Hello everyone. I was wondering if anyone here is experienced with building a search engine from scratch. I have some questions when it comes to choosing ElasticSearch vs Solr and also performance evaluation (document ranking, query expansion, metadata analytics and more). Thank you!
we had a lively discussion about this once with Huda K.. Ashleigh F. and others chimed in on LinkedIn: https://www.linkedin.com/posts/sellieyoung_knowledgegraphs-search-kgs-activity-6704812840198443008-QAD_
Hi Marios T., I am not experienced with building search engines but I am indeed working to enhanced one that is based on Elasticsearch. However, I would be glad to discuss the subject with you 馃檪 For now the only thing I can do is to tell you look for the differences between Solr and Lucene since Elasticsearch is built on top of Lucene 馃槈
I think Solr is built on top of LUcene too
Agree with Michael G., Elastic is doing much better in multilingual and working with KG data, among other things
Our company (LexisNexis - something like 3 petabytes of data) went with solr - it took a while for us to decide. I think our main driver was flexibility but we do have some services in elastic. This is a great resource and community: https://opensourceconnections.com/.
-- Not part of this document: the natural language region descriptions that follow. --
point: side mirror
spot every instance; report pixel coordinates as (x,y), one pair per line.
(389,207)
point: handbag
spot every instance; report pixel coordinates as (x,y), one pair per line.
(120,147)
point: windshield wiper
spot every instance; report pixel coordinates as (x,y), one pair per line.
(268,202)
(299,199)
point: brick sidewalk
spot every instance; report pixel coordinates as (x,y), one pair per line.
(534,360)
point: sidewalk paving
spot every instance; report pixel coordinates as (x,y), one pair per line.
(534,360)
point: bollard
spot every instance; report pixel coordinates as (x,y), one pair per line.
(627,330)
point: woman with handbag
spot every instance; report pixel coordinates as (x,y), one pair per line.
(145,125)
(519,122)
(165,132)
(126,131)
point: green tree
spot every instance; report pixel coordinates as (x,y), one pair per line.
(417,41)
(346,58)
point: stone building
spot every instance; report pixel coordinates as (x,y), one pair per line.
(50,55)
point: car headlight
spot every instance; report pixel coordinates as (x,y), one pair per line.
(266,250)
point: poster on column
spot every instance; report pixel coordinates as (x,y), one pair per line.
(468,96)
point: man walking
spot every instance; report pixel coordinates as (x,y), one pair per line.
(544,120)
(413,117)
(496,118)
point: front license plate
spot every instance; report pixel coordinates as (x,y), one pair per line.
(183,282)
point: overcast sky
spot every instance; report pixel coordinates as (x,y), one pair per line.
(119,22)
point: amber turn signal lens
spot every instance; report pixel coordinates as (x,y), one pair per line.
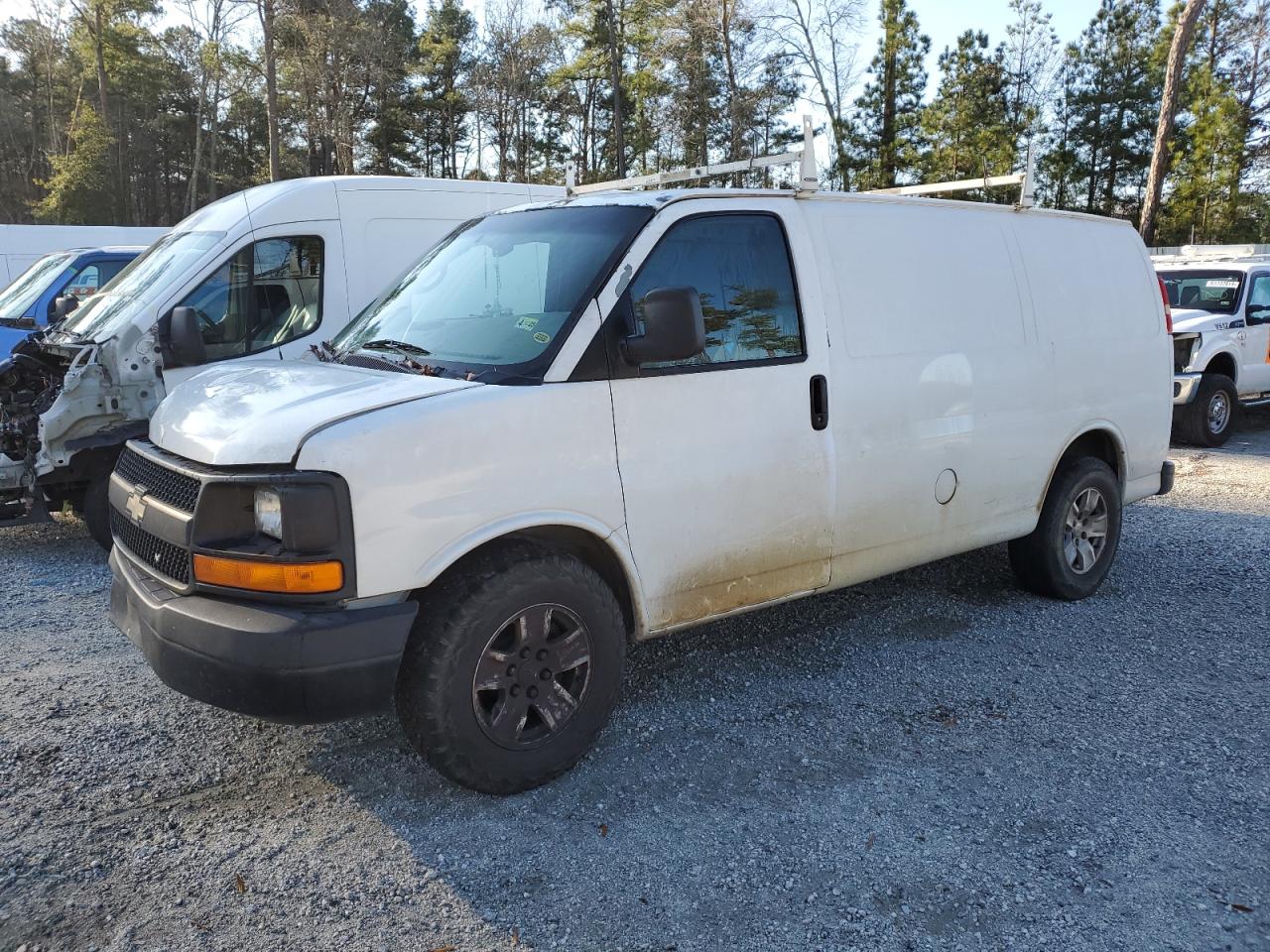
(284,578)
Another approach, which I've seen used as scale: analyze the incoming searches for the use case and pre-compute/cache the most common ones. Our team used Redis for this, in a use case (200+ publishers' content) where 80% of all queries were among a few dozen keywords. We could precompute results for those and increase performance dramatically. In that project we also used a KG-based graph widget in React, where users typically spent 90% of their time after initial search. For the remaining (very small) percentage that required full-text search, we used RediSearch which turned out to be faster and more reliable than the Lucence-based alternative mentioned above.
Hi Marios and everyone on this thread, just wanted to shamelessly self-promote www.entityze.com that can be used in conjunction with Solr/Lucene and Elastic Search to automatically add a layer of normalized semantic metadata for each document... the granularity of the semantic metadata can be finetuned.
We went with solr from legacy proprietary search engine for our intranet search at IBM. Some other factors like internal expertise etc played a key role in choosing solr over elastic.
if combined with KG, I can not use ES or solr, instead, I will select vector search for larger use spaces for different types of nodes. And, I will first build KG, then, I will do KG embeddings and this will run into vector world, finally, I will integrate embedding results with vector search engines, eg.https://milvus.io/
There is an aricle about Graph Recommedation with Milvus https://medium.com/unstructured-data-service/graph-based-recommendation-system-with-milvus-c40b3aafd295
Paco N. I have some further questions on the approach you mentionned. Could you (or anyone) expend on it? I have experienced with Elasticsearch for my company search engine and I am now exploring possible other solutions. Other than enhancing the results relevance, they are also interested in system performance and hardware costs (expecially this one). Below are some specific questions:
"(200+ publishers' content)" --> could you give an idea of the DB size? (are we speaking about Terabytes or Gigabytes of data?
"For the remaining (very small) percentage that required full-text search" --> Do you have an idea of your data size? My concern is on the hardware cost side there since, from what I understand, REDIS requires either a lot of RAM or at least disks with high I/O (like SSDs) which are also quite expensive.
"80% of all queries were among a few dozen keywords" --> does it means that you used REDIS to cache the sets of relevant documents associated with each keyword?